Nusa Dua, Bali – Kajian International Energy Agency (IEA) terhadap transisi energi yang dilakukan Pemerintah Indonesia untuk mencapai emisi nol bersih (NZE) pada tahun 2060, menunjukkan bahwa Indonesia membutuhkan hampir tiga kali lipat investasi energi di tahun 2030 dari tingkat saat ini.
Direktur Eksekutif IEA Fatih Birol pada sidang Energy Transitions Ministerial Meeting (ETMM) di Bali, Jum’at (2/9) mengungkapkan bahwa Indonesia perlu memastikan reformasi kebijakan untuk membuka jalan bagi transisi ke energi terbarukan dan mengurangi ketergantungan pada batubara. Hal ini penting dalam penyusunan peta jalan NZE yang nantinya akan membantu memandu transisi energi Indonesia selama beberapa tahun dan dekade mendatang.
“Indonesia memiliki kesempatan untuk menunjukkan kepada dunia bahwa untuk negara yang sangat bergantung pada ekspor bahan bakar fosil, jalan menuju emisi nol bersih tidak hanya feasible tetapi juga memberikan manfaat,” ujar Fatih.
Dalam laporan terbaru berjudul The IEA’s Energy Sector Roadmap to Net Zero Emissions in Indonesia, IEA menyebutkan ada tambahan investasi sebesar US$ 8 miliar per tahun. Menurutnya, mobilisasi pembiayaan tambahan itu tergantung pula pada dukungan keuangan internasional melalui program pendanaan Kemitraan Transisi Energi Internasional yang Adil (Just Energy Transition Partnership/JETP).
“Saya meminta mitra internasional Indonesia untuk memobilisasi pembiayaan energi bersih melalui JETP dan memastikan adanya transfer teknologi. Hasilnya akan membawa manfaat besar bagi Indonesia dan dunia,” ucap Fatih.
Salah satu potensi sumber energi terbarukan yang menjadi perhatian IEA adalah tenaga surya.

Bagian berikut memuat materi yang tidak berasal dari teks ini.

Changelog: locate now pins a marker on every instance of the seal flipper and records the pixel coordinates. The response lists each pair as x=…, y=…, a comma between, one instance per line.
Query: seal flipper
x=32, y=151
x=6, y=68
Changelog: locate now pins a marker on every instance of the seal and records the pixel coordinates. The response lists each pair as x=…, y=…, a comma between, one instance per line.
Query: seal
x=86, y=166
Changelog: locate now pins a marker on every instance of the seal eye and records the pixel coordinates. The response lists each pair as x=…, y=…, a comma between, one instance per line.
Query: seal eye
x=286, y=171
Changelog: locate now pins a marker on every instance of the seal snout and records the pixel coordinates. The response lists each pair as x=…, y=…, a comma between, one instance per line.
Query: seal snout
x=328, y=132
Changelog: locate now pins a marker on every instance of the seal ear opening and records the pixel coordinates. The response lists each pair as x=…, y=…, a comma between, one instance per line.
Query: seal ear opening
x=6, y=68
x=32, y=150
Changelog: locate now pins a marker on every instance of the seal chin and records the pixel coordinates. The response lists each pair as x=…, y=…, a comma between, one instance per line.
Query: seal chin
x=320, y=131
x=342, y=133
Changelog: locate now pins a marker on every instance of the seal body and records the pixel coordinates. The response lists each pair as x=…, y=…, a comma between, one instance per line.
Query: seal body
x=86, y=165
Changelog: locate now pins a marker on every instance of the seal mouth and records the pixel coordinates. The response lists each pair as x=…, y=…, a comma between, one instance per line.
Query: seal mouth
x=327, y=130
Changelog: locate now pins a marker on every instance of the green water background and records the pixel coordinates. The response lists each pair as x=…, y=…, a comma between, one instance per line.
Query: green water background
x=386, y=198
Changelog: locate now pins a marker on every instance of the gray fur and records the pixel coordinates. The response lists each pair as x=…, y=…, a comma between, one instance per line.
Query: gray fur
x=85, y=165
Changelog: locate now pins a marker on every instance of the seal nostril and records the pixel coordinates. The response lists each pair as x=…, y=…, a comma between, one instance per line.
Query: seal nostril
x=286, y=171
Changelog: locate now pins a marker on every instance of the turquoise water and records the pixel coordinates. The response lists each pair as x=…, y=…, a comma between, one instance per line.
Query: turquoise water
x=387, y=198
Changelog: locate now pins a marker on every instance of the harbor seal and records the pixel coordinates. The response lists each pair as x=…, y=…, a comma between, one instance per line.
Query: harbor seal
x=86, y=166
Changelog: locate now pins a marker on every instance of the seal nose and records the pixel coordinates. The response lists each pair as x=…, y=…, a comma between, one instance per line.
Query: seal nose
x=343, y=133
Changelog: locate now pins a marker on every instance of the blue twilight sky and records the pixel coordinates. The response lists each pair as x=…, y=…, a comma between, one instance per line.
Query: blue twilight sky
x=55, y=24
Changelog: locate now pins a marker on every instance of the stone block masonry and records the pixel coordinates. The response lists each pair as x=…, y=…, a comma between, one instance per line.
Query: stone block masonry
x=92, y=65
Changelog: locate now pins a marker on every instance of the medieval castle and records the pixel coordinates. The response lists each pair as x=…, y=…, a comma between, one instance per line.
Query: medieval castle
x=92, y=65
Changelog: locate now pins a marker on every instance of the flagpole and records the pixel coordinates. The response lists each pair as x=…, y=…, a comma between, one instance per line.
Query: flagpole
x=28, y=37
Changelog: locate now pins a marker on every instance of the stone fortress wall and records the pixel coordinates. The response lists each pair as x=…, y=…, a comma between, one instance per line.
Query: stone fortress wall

Lembaga internasional ini minta lebih banyak diimplementasikan, memiliki (harga) kompetitif, dan proyek yang menjanjikan.
Sementara itu, Direktur Energi Baru, Terbarukan, dan Konservasi Energi (EBTKE), Dadan Kusdiana, menekankan keberadaan peta jalan NZE hasil kolaborasi Indonesia-IEA akan digunakan sebagai bahan masukan untuk menyempurnakan peta jalan NZE Indonesia pada COP26 di Glasgow.
“Kita ingin memastikan bahwa roadmap kita ini bisa berjalan dengan baik, bisa dilaksanakan dari prinsip daya saing. Kami Proses transisi ini tidak menurunkan daya saing Indonesia,” jelas Dadan
Berdasarkan hasil pemodelan Indonesia dan IEA ini, kedua belah pihak telah berhasil mengidentifikasi beberapa aksi mitigasi, diantaranya pengembangan energi terbarukan secara masif dengan fokus pada solar, hidro dan panas bumi, penghentian bertahap (phase down) Pembangkit Listrik Tenaga Uap (PLTU), penggunaan teknologi rendah emisi seperti pengembangan super grid untuk meningkatkan konektivitas, Carbon, Capture, Utilization, and Storage (CCS/CCUS), konversi kendaraan listrik dan penerapan peralatan efisiensi energi untuk sektor industri, transportasi dan bangunan serta penggunaan energi baru seperti nuklir, hidrogen, dan amonia.
Selain itu, Pemerintah Indonesia menegaskan bahwa tambahan pembangkit listrik setelah tahun 2030 hanya berasal dari pembangkit energi baru dan terbarukan (EBT). Mulai tahun 2035 akan didominasi oleh Variable Renewable Energy (VRE), sedangkan pembangkit listrik tenaga nuklir akan masuk sistem pada tahun 2049. (Hartatik)
Foto banner: Direktur Eksekutif IEA Fatih Birol berbicara pada sidang Energy Transitions Ministerial Meeting (ETMM) di Bali, Jum’at (2/9).